Die Fluoreszenzmethode ist für die geringe Nachweisgrenze von 107-108 Mycoplasmenpartikeln/ml bekannt. Durch die vorab notwendige Kultivierung des Probenmaterial auf Indikatorzellen (vorzugswesie VERO-Zellen) sind häufig Probleme mit inhibitorischen Effekten des Probenmaterials auf die Zellen zu beobachten. Auch diese Nachweismethode ist mit ca. 14 Tagen Dauer sehr zeitintensiv. Weitere Methoden zum Nachweis von Mykoplasmen in biologischen Agenzien nutzen die ELISA-Technik. Diese Methoden haben gemein, dass Antikörper, spezifisch gegen Hüllproteine der einzelnen Mykoplasmenspezies, verwendet werden. Dadurch verringert sich die Detektionsbreite deutlich auf einige wenige detektierbare Spezies. Alleine für die Spezies Mycoplasma sind bereits mehr als 120 Vertreter bekannt, die alle als potentielle Kontaminationskeime angesehen werden müssen. Desweiteren ist die ELISA-Technik mit einem Detektionslimit von 105 bis 106 Mykoplasmenpar- tikel/ml nicht sehr sensitiv.The fluorescence method is known for the low detection limit of 10 7 -10 8 mycoplasma particles / ml. Due to the previously necessary cultivation of the sample material on indicator cells (preferably VERO cells), problems with inhibitory effects of the sample material on the cells are frequently observed. This detection method is also very time-consuming with a duration of around 14 days. Other methods for the detection of mycoplasma in biological agents use the ELISA technique. These methods have in common that antibodies, specifically against coat proteins of the individual mycoplasma species, are used. This significantly reduces the detection range to a few detectable species. For the species Mycoplasma alone, more than 120 representatives are already known, all of which must be regarded as potential contaminants. Furthermore, the ELISA technique with a detection limit of 10 5 to 10 6 mycoplasma particles / ml is not very sensitive.

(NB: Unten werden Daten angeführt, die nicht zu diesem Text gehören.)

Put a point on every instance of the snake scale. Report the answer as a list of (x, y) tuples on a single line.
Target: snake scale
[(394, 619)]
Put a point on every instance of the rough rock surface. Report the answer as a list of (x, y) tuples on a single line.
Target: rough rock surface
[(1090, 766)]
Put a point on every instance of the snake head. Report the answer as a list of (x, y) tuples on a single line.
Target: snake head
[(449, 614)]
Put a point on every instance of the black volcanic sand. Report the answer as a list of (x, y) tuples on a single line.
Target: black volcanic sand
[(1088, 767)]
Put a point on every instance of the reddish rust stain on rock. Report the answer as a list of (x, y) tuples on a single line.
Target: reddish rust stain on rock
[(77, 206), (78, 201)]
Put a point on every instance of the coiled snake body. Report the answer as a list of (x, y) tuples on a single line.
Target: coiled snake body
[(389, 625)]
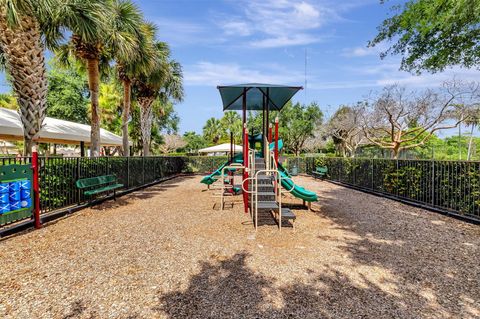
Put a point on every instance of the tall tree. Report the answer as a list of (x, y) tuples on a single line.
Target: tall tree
[(194, 142), (213, 130), (130, 68), (433, 34), (98, 28), (25, 31), (298, 123), (399, 120), (129, 21), (67, 97), (345, 128), (163, 82), (472, 120)]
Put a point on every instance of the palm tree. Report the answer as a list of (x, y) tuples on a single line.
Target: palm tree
[(472, 120), (232, 123), (213, 130), (163, 82), (129, 68), (24, 33), (99, 27)]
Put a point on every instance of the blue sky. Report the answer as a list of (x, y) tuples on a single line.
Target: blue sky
[(237, 41)]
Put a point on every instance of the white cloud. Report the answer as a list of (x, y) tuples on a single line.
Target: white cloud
[(383, 74), (212, 74), (278, 23), (363, 51), (284, 41), (178, 33)]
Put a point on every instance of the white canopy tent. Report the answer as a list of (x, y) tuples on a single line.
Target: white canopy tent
[(222, 148), (53, 131)]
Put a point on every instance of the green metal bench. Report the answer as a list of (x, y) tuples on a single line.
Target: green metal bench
[(320, 172), (96, 185)]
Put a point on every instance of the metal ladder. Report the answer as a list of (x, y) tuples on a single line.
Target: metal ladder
[(265, 190)]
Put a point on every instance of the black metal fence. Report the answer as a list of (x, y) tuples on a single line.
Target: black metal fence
[(57, 176), (451, 186)]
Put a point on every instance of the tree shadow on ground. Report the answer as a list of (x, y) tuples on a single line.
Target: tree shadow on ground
[(142, 194), (228, 288), (434, 259)]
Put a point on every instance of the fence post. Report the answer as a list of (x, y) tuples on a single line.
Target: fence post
[(373, 172), (433, 183), (396, 176), (78, 177), (128, 172), (143, 168), (36, 189)]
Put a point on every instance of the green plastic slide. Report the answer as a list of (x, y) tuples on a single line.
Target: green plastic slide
[(212, 178), (297, 191)]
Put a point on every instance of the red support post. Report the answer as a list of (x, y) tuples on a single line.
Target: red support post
[(245, 173), (36, 190), (276, 140)]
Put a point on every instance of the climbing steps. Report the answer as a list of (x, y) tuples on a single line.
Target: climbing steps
[(267, 206)]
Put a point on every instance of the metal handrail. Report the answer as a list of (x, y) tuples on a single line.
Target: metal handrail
[(279, 198)]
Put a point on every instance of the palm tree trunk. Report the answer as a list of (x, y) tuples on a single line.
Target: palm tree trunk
[(470, 141), (127, 89), (93, 84), (146, 118), (24, 53)]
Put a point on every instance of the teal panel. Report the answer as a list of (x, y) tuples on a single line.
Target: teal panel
[(16, 172)]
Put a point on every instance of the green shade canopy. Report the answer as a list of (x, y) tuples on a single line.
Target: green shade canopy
[(256, 93)]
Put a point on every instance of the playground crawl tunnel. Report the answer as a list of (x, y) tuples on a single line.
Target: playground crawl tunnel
[(264, 179)]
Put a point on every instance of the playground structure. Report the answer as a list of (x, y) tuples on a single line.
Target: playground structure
[(264, 180)]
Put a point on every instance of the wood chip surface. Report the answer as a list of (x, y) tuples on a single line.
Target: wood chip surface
[(166, 252)]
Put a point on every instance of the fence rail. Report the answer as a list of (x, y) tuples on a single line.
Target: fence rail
[(452, 186), (57, 175)]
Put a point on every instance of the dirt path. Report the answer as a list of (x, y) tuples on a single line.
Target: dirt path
[(165, 253)]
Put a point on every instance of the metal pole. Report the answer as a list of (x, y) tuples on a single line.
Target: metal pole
[(276, 140), (36, 189), (82, 149), (245, 148), (128, 172), (245, 173)]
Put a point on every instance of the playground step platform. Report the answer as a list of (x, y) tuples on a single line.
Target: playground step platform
[(267, 205), (288, 214), (265, 193)]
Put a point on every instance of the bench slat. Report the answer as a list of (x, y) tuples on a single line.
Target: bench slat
[(95, 181), (103, 189)]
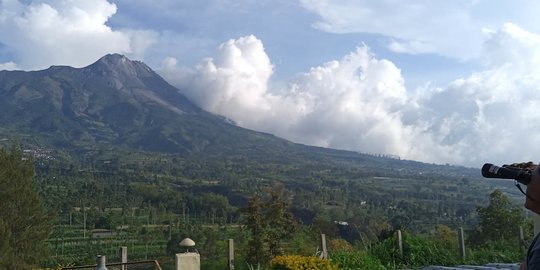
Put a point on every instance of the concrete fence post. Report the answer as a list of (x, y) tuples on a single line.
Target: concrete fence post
[(231, 254), (324, 251), (462, 242), (190, 259), (100, 263), (123, 256), (400, 243)]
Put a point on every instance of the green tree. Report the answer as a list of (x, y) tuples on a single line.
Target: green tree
[(269, 222), (500, 220), (255, 223), (24, 222)]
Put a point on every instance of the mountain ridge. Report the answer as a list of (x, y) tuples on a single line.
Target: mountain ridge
[(117, 103)]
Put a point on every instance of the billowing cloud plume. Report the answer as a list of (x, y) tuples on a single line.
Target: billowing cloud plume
[(64, 32), (360, 102)]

Es hat sich gezeigt, das PCR-Methoden durch die hohe Sen- sitivität und Aussagekraft einen schnellen und effektiven Ersatz für die bisher eingesetzten Nachweismethoden darstellt, da auch bei dieser Methode ein und direkter Nachweis der Kontaminanten erfolgt.It has been shown that, due to its high sensitivity and informative value, PCR methods represent a quick and effective replacement for the detection methods used to date, since this method also provides for direct and direct detection of the contaminants.
Literatur hierzu ist beispielsweise Ossewaarede et al., Application of Mycoplasma Group-Specific PCR for Monitoring Decontamination of Mycoplasma-Infected Chlamydia sp. Strains, Applied and Environmental Microbiology, 1996, Vol. 62, 328-331; van Kuppeveld et al., Genus- Species- Specific Identification of Mycoplasmas by 16S rRNA Ampli- fication, Applied and Environmental Microbiology, 1992,Literature on this is, for example, Ossewaarede et al., Application of Mycoplasma Group-Specific PCR for Monitoring Decontamination of Mycoplasma-Infected Chlamydia sp. Strains, Applied and Environmental Microbiology, 1996, vol. 62, 328-331; van Kuppeveld et al., Genus-Species-Specific Identification of Mycoplasmas by 16S rRNA Amplification, Applied and Environmental Microbiology, 1992,
Vol. 58, 2606-2615; van Kuppeveld et al, Detection of My- colplasma Contamination in Cell Cultures by a Mycoplasma Group-Specific PCR, Applied and Environmental Microbiology, 1992, Vol. 58, 149-152; US-A 5,693,467 oder US-A 5,491,062.Vol. 58, 2606-2615; van Kuppeveld et al, Detection of Mycolplasma Contamination in Cell Cultures by a Mycoplasma Group-Specific PCR, Applied and Environmental Microbiology, 1992, Vol. 58, 149-152; US-A 5,693,467 or US-A 5,491,062.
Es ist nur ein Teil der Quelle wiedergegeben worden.